Architecture¶

How OpenModal works under the hood — from openmodal run to a running container on your cloud.

The big picture¶

OpenModal is an orchestration layer on top of Kubernetes. Your code gets packaged into a Docker image, pushed to a container registry, and runs as a Kubernetes pod on your cloud.

graph LR
    Code[your code] --> Image[Docker image] --> Pod[K8s pod] --> Result[result]

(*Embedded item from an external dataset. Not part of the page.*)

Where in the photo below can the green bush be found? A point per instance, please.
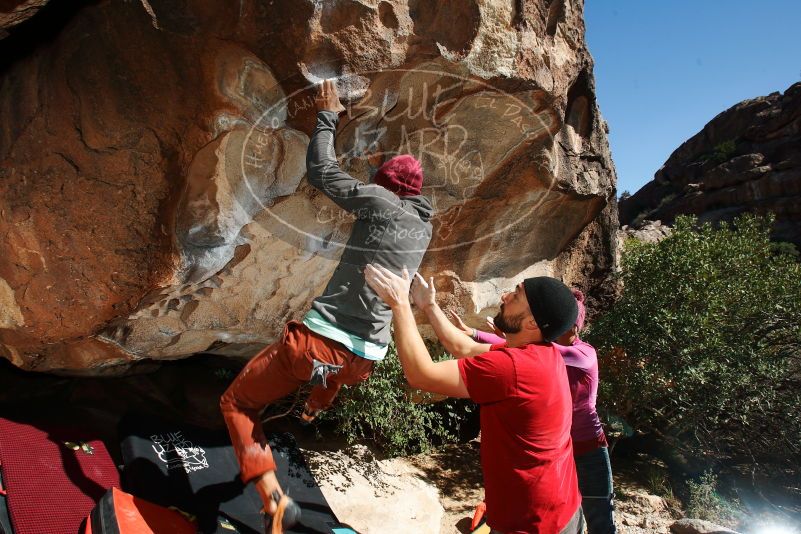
(704, 501)
(704, 346)
(384, 411)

Under the hood, three systems are involved:

graph TB
    subgraph Your Machine
        CLI[openmodal CLI]
    end

    subgraph Container Registry
        Image[Docker Image]
    end

    subgraph Kubernetes Cluster
        API[K8s API Server]
        Scheduler[Scheduler]
        Node1[Node 1]
        Node2[Node 2]
        Node3[GPU Node]
    end

    CLI -->|1. build & push| Image
    CLI -->|2. create pod| API
    API --> Scheduler
    Scheduler --> Node1
    Scheduler --> Node2
    Scheduler --> Node3
    Image -.->|3. pull| Node1
    Image -.->|3. pull| Node3

Container Registry (Artifact Registry, ECR, or ACR) — stores your Docker images
K8s API Server — accepts pod creation requests
Scheduler — places pods on nodes with enough CPU, memory, and GPUs

What happens when you run `openmodal run app.py`¶

sequenceDiagram
    participant You
    participant CLI as openmodal CLI
    participant Registry as Container Registry
    participant K8s as K8s API
    participant Pod

    You->>CLI: openmodal run app.py
    CLI->>CLI: Generate Dockerfile from Image chain
    CLI->>Registry: Build & push image
    CLI->>K8s: Create pod with image
    K8s->>Pod: Schedule on node, pull image, start
    Pod->>Pod: Unpickle args → call function → pickle result
    Pod-->>CLI: Return result
    CLI-->>You: Print return value

Step by step¶

1. Image build. OpenModal reads the Image chain (.apt_install(), .pip_install(), etc.) and generates a Dockerfile. It builds the image and pushes it to a registry.

Provider	Registry	Build method
GCP	Artifact Registry	Cloud Build (remote)
AWS	ECR	Local `docker build` + push
Azure	ACR	ACR Tasks (remote)
Local	None	Local `docker build`

GCP and Azure build images remotely — no local Docker needed. AWS uses local Docker because CodeBuild requires admin IAM permissions.

2. Pod creation. OpenModal creates a Kubernetes pod spec with your image, resource requests, GPU requirements, env vars, and volumes, then submits it to the K8s API.

3. Scheduling. The scheduler finds a node with enough free resources. If nothing fits, the pod stays Pending and the cluster autoscaler adds a new node (see Cluster autoscaling).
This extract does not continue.